I use Hoop Master and love it. The only time I have alignment problems when using my Hoop Master is when it is a dark colored shirt with a pocket. Sometimes the light just isn't right and I can't see as well as I should to make sure that the guide is lined up to the pocket correctly.


----------



## AndTees (Jul 6, 2009)

lizziemaxine said:


> I use Hoop Master and love it. The only time I have alignment problems when using my Hoop Master is when it is a dark colored shirt with a pocket. Sometimes the light just isn't right and I can't see as well as I should to make sure that the guide is lined up to the pocket correctly.


Glad to see I'm not alone... thought it was just old age! 
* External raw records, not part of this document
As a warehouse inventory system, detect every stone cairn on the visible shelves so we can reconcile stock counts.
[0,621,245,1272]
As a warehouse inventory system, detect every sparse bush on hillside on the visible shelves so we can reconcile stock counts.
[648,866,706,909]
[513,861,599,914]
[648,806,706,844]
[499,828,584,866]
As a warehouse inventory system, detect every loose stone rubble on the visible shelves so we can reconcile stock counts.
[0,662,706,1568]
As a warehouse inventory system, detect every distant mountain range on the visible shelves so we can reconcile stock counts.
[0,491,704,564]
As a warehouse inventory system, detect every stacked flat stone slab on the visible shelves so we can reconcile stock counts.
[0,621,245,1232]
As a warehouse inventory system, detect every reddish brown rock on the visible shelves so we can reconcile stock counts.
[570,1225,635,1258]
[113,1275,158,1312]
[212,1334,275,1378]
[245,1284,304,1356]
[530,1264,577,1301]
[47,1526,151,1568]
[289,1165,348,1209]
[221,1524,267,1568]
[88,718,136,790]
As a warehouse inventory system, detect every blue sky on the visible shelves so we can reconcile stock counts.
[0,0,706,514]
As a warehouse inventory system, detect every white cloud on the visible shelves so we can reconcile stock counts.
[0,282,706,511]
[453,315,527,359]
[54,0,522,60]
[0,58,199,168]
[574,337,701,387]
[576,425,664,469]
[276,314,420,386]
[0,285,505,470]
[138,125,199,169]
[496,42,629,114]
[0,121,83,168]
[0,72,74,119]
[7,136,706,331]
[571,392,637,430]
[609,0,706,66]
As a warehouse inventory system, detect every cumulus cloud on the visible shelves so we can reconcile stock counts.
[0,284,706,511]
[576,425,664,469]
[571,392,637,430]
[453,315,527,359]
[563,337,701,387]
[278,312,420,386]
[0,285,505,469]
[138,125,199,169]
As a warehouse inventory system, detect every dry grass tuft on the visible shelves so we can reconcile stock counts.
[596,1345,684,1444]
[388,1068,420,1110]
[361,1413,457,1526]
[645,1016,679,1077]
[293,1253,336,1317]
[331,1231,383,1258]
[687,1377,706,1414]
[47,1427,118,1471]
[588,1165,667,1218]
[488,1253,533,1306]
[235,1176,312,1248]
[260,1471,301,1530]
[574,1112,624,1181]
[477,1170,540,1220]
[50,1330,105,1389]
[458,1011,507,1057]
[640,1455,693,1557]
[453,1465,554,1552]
Probably the hardest thing to learn is not to stretch the fabric in the hoop. The function of the backing is to transfer the machine movements to your workspace. The garment gets stitched down and is just along for the ride. Make sure the backing is tight and just let the garment go along for the ride.


----------



## cookemb (Oct 6, 2009)

Another thing to remember is to use only as large a hoop as needed. If the hoop is quite a bit larger in diameter than the design, you could get the fabric bouncing a bit which will lead to registration problems among others.


----------



## NovaDisc (Sep 5, 2011)

Hoop Master will definitely be great for you. Just keep working on it. The more you do it, the better you will become. It takes some practice to become acquainted with the intricacies (sp?). With practice, soon you will become a master hoop master!

Thanks,
Michael 
Nova Disc


----------



## caseembr (Sep 5, 2011)

idelements said:


> What specifically is not good? Not straight? Not tight? Wrong placement?
> 
> The Hoopmaster is fool proof...that is what makes it such a wonderful hooper. I have had one for 10 years and COULD NOT live without it.


I have the hoopmaster also. It is the best thing I have ever purchased. I also have the magnetic hoops from hoop master and they are just wonderful very fool proof


----------



## kriscad (Dec 18, 2006)

Hoop Master all the way!


----------